Dogget and Levin are the authors of a hard-line anti-offshore bill known as
the Stop Tax Haven Abuse Act which would, among its many provisions, treat foreign
corporations managed and controlled in the United States as domestic corporations
for income tax purposes, create a ‘blacklist’ containing 34 jurisdictions,
and dramatically strengthen penalties against tax shelter promoters.
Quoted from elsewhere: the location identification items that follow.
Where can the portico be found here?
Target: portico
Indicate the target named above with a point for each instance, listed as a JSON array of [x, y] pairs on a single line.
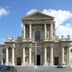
[[38, 44]]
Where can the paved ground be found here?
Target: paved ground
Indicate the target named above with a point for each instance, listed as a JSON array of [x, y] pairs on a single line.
[[43, 69]]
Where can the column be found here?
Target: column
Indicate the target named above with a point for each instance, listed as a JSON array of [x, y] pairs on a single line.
[[30, 58], [45, 57], [23, 63], [62, 61], [30, 31], [45, 30], [24, 32], [51, 31], [13, 56], [51, 57], [68, 56], [6, 56]]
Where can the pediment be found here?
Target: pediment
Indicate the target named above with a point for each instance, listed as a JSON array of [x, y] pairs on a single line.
[[38, 15]]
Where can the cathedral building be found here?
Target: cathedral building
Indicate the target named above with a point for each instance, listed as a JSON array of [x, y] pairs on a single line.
[[38, 44]]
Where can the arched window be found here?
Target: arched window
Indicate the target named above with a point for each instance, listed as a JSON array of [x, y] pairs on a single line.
[[37, 35]]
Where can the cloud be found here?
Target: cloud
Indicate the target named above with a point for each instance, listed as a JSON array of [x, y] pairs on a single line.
[[31, 11], [3, 12], [60, 15], [63, 19]]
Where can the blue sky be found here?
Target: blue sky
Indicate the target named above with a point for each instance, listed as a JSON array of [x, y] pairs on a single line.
[[11, 12]]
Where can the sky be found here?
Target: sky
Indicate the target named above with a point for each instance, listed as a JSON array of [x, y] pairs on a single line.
[[11, 12]]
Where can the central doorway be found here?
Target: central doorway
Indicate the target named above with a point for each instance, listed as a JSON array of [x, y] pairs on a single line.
[[38, 59], [56, 60], [18, 60]]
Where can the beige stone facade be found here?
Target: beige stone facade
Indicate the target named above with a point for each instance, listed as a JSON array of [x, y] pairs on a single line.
[[38, 44]]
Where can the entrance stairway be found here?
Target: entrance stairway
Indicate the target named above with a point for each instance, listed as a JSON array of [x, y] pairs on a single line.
[[42, 69]]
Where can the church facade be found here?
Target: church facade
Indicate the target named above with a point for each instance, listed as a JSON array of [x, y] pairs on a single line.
[[38, 44]]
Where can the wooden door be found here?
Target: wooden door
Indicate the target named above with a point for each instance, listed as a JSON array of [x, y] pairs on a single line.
[[56, 60], [18, 60]]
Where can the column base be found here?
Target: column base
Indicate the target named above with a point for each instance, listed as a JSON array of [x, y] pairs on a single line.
[[45, 64]]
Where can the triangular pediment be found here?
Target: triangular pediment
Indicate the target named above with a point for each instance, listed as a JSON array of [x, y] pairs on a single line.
[[38, 15]]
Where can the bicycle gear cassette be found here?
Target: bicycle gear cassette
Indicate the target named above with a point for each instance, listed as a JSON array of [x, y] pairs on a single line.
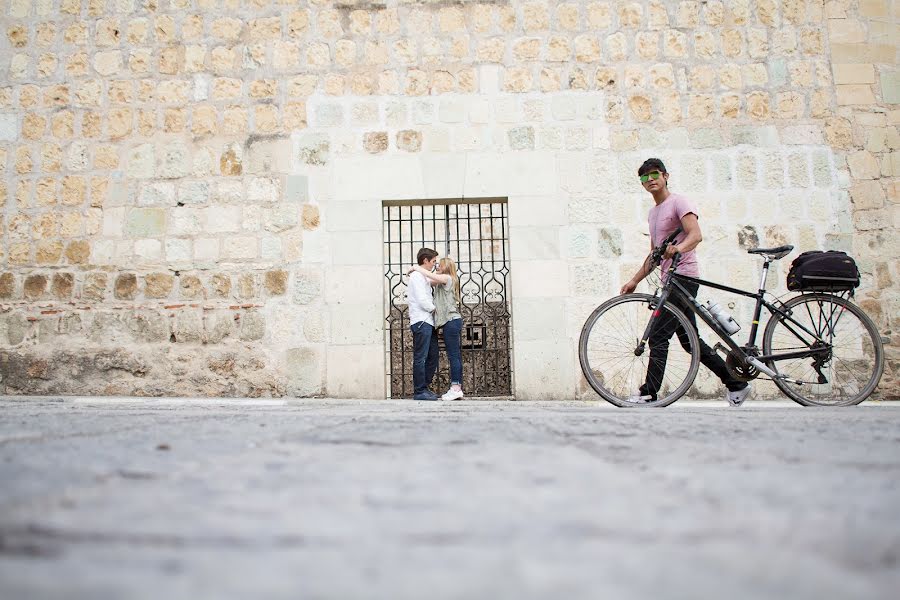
[[740, 370]]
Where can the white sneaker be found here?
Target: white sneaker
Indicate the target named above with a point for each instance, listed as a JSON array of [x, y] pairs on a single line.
[[637, 398], [452, 395], [737, 398]]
While the Dogget/Levin bill faces competition from less stringent proposals
due to be introduced by Baucus, Obama was a co-sponsor of an earlier version
of the Stop Tax Haven Abuse Act while sitting in the Senate in 2007, and has
placed elements of these legislative proposals in his 2010 budget. These include
elimination of ‘check the box’ rules for US companies with offshore
subsidiaries and more onerous reporting requirements for businesses and individuals
with offshore financial arrangements.
The Panamian government was not very fast in making efforts to conform to the
OECD's new 'listing' requirements announced in 2009.
In July, 2010, the Panamanian government finalized negotiations in Luxembourg
ahead of the signing of a treaty to avoid double taxation between the two countries,
announced deputy economy minister, Frank De Lima, who led the negotiating team
for Panama.
With the closure of negotiations, Luxembourg joins eight other nations with
which Panama has successfully advanced negotiations, which may allow Panama
to be removed from the Organization for Economic Cooperation and Development
grey list.
De Lima said that Panama had signed treaties so far with Mexico, Barbados and
Italy following the visit of President Silvio Berlusconi. Negotiations are set
for July with Portugal, August with Singapore and Korea, September with Ireland
and October with the Czech Republic.
Negotiations may also commence with Canada, Bulgaria, Hungary, Portugal, the
UK, Cyprus, Germany, and Switzerland.
In August, 2010, Panama’s Deputy Economy Minister, Frank De Lima said
that by the beginning of 2011 Panama should be placed on the Organization for
Economic Cooperation and Development’s (OECD's) white list of territories
that have substantially implemented the internationally agreed standard for
transparency and tax information exchange through the signing of comprehensive
Double Tax Agreements (DTAs).
He said negotiations with South Korea for a convention for the avoidance of
double taxation had commenced on August 13 and negotiations with Singapore were
to begin that week. The conclusion of these two agreements, De Lima said, would
bring Panama’s tally of such OECD model agreements to twelve, satisfying
the criteria for white list placement.
According to De Lima, to date Panama has agreed the text of double taxation
treaties with France, Italy, Belgium, Spain, Luxembourg, the Netherlands, Qatar,
Portugal, Mexico and Barbados, but has only signed the latter two. Panama is
also in negotiations for similar agreements with Ireland, the Czech Republic,
Canada, Bulgaria, Hungary, Britain, Cyprus, Germany and Switzerland.
In September, Panama will conclude talks on a text with Ireland, and in October
with the Czech Republic, De Lima disclosed. Also in October, Panama’s
Vice President and Foreign Minister, Juan Carlos Varela is to undertake an official
tour of Europe, signing treaties with Italy, Spain, France, Portugal and Luxembourg.